Em 17 de setembro de 1947, a AJA passa novamente por uma reestruturação, sendo incorporada ao Centro Acadêmico “XI de Agosto” e adota a denominação Departamento Jurídico “XI de Agosto”, que permanece até os nossos dias. É válida a lembrança ao Presidente do Centro Acadêmico da época, Ubirajara Keutenedjian e ao grupo de cinco acadêmicos que compunham a diretoria do DJ: Flávio Trombetti (presidente), Carlos Salles Buono (vice-presidente), Moacir Leite (tesoureiro), Nilo Delorenzo (secretário) e Heitor Reale (segundo secretáro). A mudança também foi espacial: da rua Riachuelo, 194, o DJ mudou-se para a avenida Rangel Pestana, nº 28, Na década de 1950, o DJ – como ficou conhecido – patrocinou cada vez mais ações, passando de 30 (1949) para 218 (1952), 678 (1953) e mais de 900 (1954). A partir de 1953, o DJ passou a contar com o primeiro advogado orientador, Jayme Kawas. Em 3 de junho de 1955, o DJ instalou-se na 5ª sobreloja do Edifício Bocaiuva, à rua Quintino Bocaiuva, 255 e 257.

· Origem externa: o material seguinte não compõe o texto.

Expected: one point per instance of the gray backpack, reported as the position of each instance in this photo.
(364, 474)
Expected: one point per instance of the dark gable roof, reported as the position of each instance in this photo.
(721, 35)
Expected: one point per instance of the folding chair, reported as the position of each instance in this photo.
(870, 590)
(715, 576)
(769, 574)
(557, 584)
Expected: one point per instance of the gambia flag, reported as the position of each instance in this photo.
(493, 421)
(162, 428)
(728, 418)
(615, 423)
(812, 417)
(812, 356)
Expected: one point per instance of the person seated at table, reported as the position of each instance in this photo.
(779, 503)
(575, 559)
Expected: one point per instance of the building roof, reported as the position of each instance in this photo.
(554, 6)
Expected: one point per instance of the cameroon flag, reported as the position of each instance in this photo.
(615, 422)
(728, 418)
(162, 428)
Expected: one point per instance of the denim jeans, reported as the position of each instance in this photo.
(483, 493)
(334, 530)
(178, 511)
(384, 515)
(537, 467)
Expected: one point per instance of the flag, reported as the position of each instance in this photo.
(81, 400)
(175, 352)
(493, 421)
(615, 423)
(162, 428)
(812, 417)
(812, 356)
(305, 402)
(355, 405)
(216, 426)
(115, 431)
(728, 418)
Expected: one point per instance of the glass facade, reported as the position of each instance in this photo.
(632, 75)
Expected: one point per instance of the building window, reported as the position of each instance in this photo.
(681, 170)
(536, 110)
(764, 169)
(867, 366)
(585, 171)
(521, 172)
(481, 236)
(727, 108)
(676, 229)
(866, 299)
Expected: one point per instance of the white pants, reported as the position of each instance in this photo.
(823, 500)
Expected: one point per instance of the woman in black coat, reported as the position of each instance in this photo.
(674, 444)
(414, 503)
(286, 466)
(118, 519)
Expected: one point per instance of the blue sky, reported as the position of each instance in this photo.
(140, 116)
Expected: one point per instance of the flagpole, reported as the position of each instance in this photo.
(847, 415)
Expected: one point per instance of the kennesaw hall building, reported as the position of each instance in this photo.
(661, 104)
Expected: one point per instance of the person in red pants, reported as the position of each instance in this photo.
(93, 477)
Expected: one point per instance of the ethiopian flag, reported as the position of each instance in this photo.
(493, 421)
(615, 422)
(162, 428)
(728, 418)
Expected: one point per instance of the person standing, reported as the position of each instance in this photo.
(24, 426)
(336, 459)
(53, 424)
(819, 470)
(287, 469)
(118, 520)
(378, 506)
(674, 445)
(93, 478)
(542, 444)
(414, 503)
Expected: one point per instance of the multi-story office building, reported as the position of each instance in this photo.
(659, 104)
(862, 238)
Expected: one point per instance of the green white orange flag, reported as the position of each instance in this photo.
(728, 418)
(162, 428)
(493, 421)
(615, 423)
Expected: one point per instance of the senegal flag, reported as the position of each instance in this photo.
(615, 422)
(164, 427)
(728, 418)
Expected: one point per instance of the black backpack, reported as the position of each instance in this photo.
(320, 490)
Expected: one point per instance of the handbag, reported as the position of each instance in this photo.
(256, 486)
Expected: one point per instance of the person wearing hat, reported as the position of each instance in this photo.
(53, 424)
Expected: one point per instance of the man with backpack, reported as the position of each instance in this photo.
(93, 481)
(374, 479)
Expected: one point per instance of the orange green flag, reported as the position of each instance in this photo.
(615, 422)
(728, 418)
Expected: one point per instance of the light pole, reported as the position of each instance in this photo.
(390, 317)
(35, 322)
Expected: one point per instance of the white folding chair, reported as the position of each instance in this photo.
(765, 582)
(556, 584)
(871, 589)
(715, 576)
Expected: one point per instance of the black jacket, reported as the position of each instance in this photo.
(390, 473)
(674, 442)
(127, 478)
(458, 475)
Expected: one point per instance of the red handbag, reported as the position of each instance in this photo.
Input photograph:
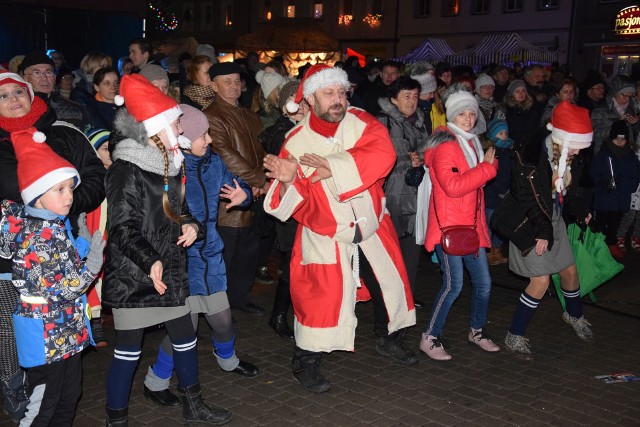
(460, 240)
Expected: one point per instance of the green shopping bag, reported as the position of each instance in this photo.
(594, 262)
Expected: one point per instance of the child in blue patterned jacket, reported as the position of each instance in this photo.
(49, 318)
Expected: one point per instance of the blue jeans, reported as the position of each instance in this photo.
(452, 279)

Em 1959, a entidade mudou-se definitivamente para os conjuntos 1701 e 1702 do Edifício Jurídico, situados na praça João Mendes, 62, 17º andar, onde está até os dias de hoje. Em 2011, foi realizada uma reforma da estrutura física, tendo sido incorporado o conjunto 1701 do Edifício Berenice. Em 2014 foi realizada uma reforma da estrutura informacional, com a incorporação de equipamentos de última geração.

O DJ segue cumprindo a missão para a qual foi idealizado há mais de 90 anos: iniciar os estudantes da Faculdade de Direito do Largo de São Francisco na prática da advocacia, ao mesmo tempo em que garante à população carente da cidade de São Paulo acesso gratuito à Justiça. Em homenagem à sua bravura e desprendimento, a Diretoria da Faculdade condecorou os estagiários do DJ, em 2007, com o Prêmio “Spencer Vampré”, destinado aqueles que deram contribuição valiosa à sua consolidação como instituição de ensino de relevo.

Conhecido por sua história de lutas ao longo de todos esses anos, o Departamento Jurídico XI de Agosto representa uma ferramenta fundamental à consolidação da democracia brasileira em termos materiais, no sentido de canalizar institucionalmente via Poder Judiciário as demandas de pessoas que se vêem constantemente excluídas dos meios de formação da vontade pública da sociedade brasileira.